Desafios tecnológicos por solucionar
Apesar do sucesso da introdução do T1100 no mercado, a Toshiba deparar-se-ia ainda com alguns obstáculos. Em 1984, os ecrãs LCD não ofereciam as melhores condições de leitura, mas os ecrãs de plasma, por seu turno, eram muito dispendiosos e consumiam muita energia, pelo que não se constituíam uma alternativa. Adicionalmente, só os PC de topo utilizavam um disco fixo, o que tornava difícil acreditar num T1100 com mais memória, e dotados de um controlador.
A tudo isto acrescia a exigência cada vez maior por parte dos utilizadores, que reclamavam capacidades de processamento superiores, mesmo em portáteis.

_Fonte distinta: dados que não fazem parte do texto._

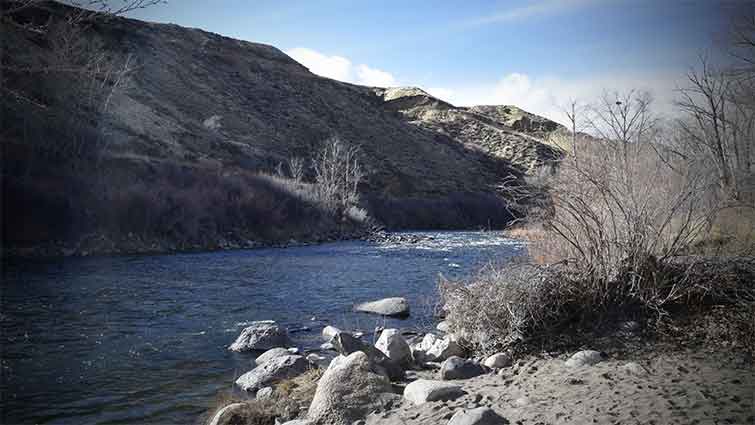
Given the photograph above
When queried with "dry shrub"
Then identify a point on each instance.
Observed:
(503, 305)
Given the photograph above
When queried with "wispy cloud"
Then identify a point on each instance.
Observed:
(532, 9)
(341, 68)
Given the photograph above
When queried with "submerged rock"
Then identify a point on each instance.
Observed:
(272, 371)
(396, 306)
(261, 335)
(271, 354)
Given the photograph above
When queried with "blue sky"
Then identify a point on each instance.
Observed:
(536, 54)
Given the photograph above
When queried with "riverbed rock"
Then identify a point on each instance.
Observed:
(395, 307)
(348, 390)
(499, 360)
(424, 390)
(228, 415)
(271, 354)
(585, 358)
(264, 393)
(261, 335)
(329, 332)
(478, 416)
(272, 371)
(444, 348)
(457, 368)
(443, 326)
(345, 344)
(393, 345)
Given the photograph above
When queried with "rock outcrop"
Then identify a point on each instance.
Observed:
(261, 335)
(272, 371)
(396, 306)
(348, 390)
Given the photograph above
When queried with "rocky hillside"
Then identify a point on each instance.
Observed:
(504, 132)
(201, 103)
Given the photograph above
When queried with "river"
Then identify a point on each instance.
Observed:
(142, 339)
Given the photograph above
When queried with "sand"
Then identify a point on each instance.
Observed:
(689, 387)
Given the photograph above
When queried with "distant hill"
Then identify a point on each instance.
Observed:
(200, 101)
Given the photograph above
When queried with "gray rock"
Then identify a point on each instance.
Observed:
(348, 390)
(261, 335)
(346, 344)
(329, 332)
(585, 358)
(443, 349)
(457, 368)
(393, 345)
(264, 393)
(498, 361)
(228, 415)
(478, 416)
(272, 371)
(634, 369)
(424, 390)
(271, 354)
(387, 307)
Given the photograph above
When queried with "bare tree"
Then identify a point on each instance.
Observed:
(717, 125)
(338, 174)
(296, 168)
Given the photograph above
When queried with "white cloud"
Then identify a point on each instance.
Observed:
(441, 93)
(547, 96)
(335, 67)
(533, 9)
(374, 77)
(340, 68)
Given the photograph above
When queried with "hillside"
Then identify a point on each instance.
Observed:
(198, 103)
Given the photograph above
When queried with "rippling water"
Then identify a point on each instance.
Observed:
(142, 339)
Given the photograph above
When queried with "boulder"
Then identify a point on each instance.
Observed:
(585, 358)
(264, 393)
(272, 371)
(634, 369)
(478, 416)
(261, 335)
(397, 307)
(347, 344)
(498, 361)
(443, 349)
(424, 390)
(348, 390)
(457, 368)
(393, 345)
(329, 332)
(229, 415)
(271, 354)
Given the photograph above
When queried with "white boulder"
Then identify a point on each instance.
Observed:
(393, 345)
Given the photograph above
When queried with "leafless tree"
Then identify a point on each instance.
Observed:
(338, 174)
(296, 168)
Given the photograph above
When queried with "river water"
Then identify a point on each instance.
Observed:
(142, 339)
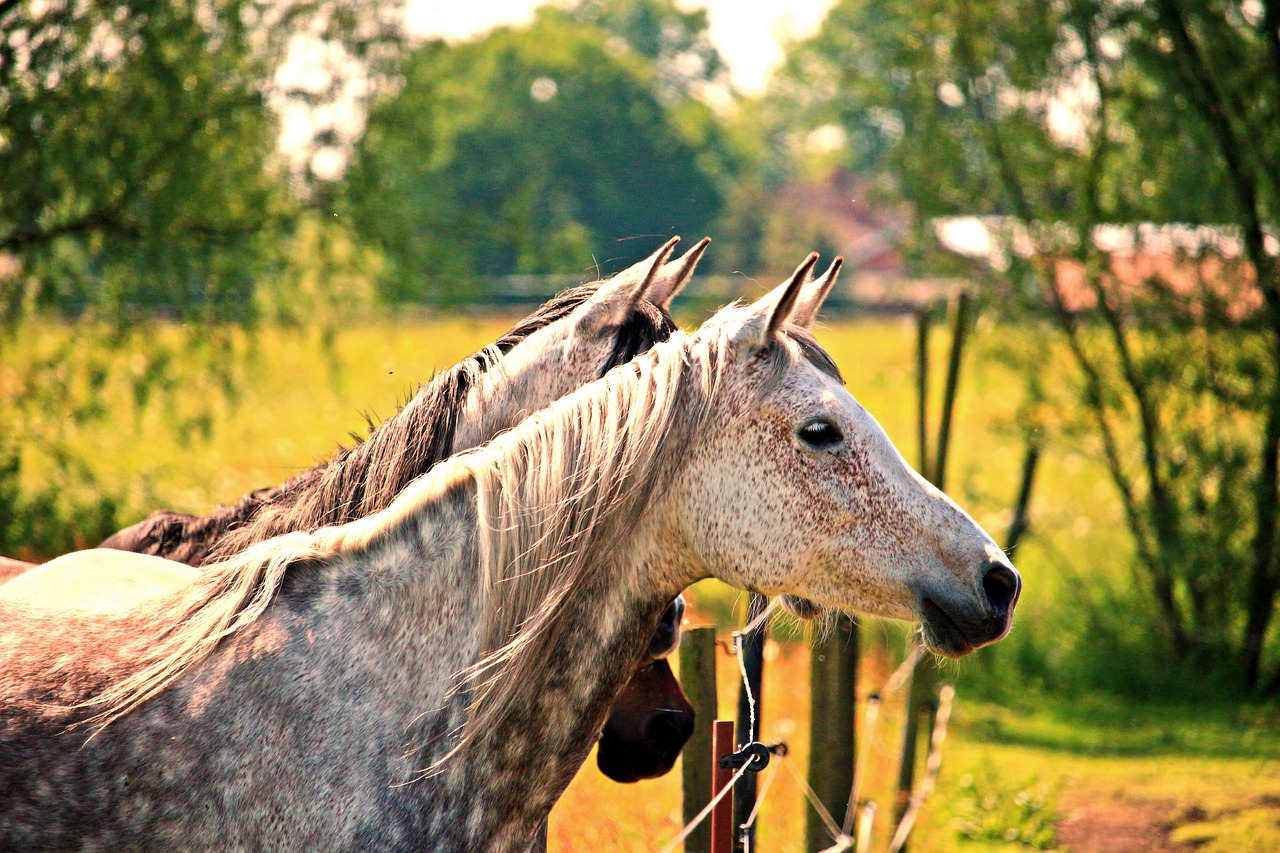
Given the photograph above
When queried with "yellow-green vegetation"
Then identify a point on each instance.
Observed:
(1033, 760)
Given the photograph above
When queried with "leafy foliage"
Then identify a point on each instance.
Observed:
(1065, 117)
(521, 153)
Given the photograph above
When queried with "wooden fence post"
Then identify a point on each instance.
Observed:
(832, 703)
(753, 661)
(722, 815)
(698, 678)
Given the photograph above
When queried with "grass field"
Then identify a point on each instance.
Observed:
(1031, 762)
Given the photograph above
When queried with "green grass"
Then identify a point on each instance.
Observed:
(1029, 744)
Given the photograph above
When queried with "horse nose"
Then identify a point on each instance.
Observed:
(667, 730)
(1000, 585)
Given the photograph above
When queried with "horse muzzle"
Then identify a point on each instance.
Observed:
(955, 625)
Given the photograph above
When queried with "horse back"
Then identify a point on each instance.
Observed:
(97, 580)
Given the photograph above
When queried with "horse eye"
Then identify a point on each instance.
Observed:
(821, 434)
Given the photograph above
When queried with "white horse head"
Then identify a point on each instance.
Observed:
(821, 503)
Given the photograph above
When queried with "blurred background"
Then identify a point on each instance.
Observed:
(232, 231)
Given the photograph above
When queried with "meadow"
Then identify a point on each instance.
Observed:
(1036, 758)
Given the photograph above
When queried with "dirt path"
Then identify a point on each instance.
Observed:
(1095, 822)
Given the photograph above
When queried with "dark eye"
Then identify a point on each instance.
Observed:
(821, 433)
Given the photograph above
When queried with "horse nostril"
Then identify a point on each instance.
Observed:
(1001, 585)
(668, 729)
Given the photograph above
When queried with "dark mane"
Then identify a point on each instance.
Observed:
(365, 478)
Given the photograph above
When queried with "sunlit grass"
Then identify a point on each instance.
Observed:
(1211, 771)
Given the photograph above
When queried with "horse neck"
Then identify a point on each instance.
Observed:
(525, 758)
(420, 591)
(357, 480)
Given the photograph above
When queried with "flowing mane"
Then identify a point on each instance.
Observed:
(366, 478)
(563, 486)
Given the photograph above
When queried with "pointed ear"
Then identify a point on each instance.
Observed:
(673, 277)
(775, 308)
(618, 296)
(813, 296)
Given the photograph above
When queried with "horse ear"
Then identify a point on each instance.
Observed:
(673, 277)
(769, 313)
(813, 296)
(618, 296)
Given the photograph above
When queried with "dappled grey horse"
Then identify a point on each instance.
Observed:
(384, 683)
(542, 357)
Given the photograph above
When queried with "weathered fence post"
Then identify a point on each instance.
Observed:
(753, 662)
(722, 815)
(832, 703)
(698, 678)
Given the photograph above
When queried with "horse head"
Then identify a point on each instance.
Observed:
(652, 720)
(880, 538)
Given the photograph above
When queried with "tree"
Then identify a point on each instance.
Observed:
(525, 151)
(1074, 114)
(138, 147)
(141, 177)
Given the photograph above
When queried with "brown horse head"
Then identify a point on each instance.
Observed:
(652, 719)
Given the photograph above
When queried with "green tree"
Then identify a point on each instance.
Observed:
(1068, 115)
(524, 151)
(140, 170)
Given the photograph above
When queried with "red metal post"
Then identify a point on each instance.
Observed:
(722, 816)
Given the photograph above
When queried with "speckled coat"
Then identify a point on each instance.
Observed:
(351, 715)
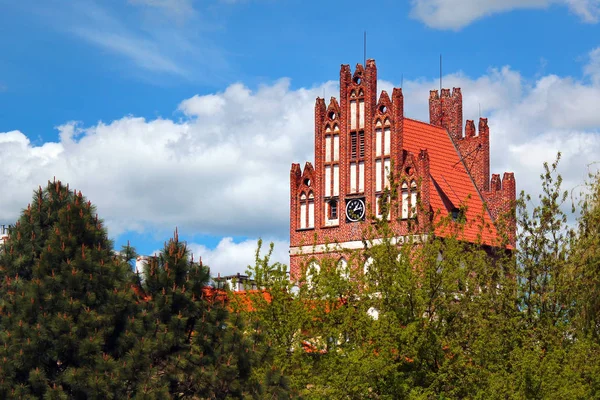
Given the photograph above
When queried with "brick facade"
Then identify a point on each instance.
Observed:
(361, 137)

Uma exigência difícil de satisfazer, uma vez que um processador mais poderoso - como o CPU80286 – trazia consigo a dificuldade de integração de um número consideravelmente elevado de circuitos.
A Toshiba conseguiu, contudo, ultrapassar estas barreiras. Com a ambição de tornar o T1100-PLUS no mais pequeno PC com ecrã LCD, acrescentou ao equipamento uma segunda drive de disquetes. A empresa alargou ainda a implementação do CPU 80286 aos modelos T2100 e T3100, que já possuíam ecrãs plasma. Estes modelos apresentavam um disco rígido integrado (standard) e uma memória principal de 2.6 MB. Todas estas tecnologias desenvolveram-se num esforço da companhia para se diferenciar dos principais concorrentes.
A integração do disco rígido nos equipamentos colocou problemas ao nível dos efeitos provocados pela vibração e pelo choque. A Toshiba ultrapassou esta questão pela introdução de um disco de 10 MB protegido por um “colchão em borracha” de apenas 1cm de espessura, tornando-se a primeira empresa a colocar uma drive de disco rígido num portátil.
O elevado consumo de energia do ecrã plasma, que constituía uma das principais preocupações na fase de planeamento, acabou por ser também ultrapassado: dado que a maior parte dos utilizadores destes equipamentos trabalhavam em locais abastecidos por energia eléctrica, a opção da Toshiba foi pela utilização de uma fonte externa de energia, em substituição da bateria, para alimentar o equipamento.
Os modelos T2100 (Janeiro 1986), T3100 (Janeiro 1986) e T1100PLUS (Junho 1986) foram lançados com sucesso. Esta gama de equipamentos e tecnologias mereceram avaliações extremamente positivas e diversos prémios atribuídos pelas maiores revistas especializadas.
Ao apresentar três modelos em tão curto espaço de tempo, a Toshiba afirmou-se como criadora e impulsionadora do mercado dos portáteis. Em 1986, a PC Magazine nomeou o T3100 como o «Rei dos Portáteis». As vendas de portáteis em todas as regiões, incluindo a Europa, a Austrália, os Estados Unidos da América e o Canadá aumentaram.
Em jeito de balanço, podem considerar-se três factores-chave para o sucesso da história. O primeiro foi o seguimento da regra dos três “Cs”, ou seja, a combinação do produto certo, com o marketing certo, no tempo certo. O segundo consistiu na abertura para responder os desafios, apesar das dificuldades, e a capacidade de apresentar as tecnologias mais avançadas, sempre à frente da concorrência mais directa. O último deles foi a forte cooperação entre subsidiárias – a divisão de Computadores, a divisão internacional de Marketing e Vendas Internacional e a divisão de japonesa de I&D.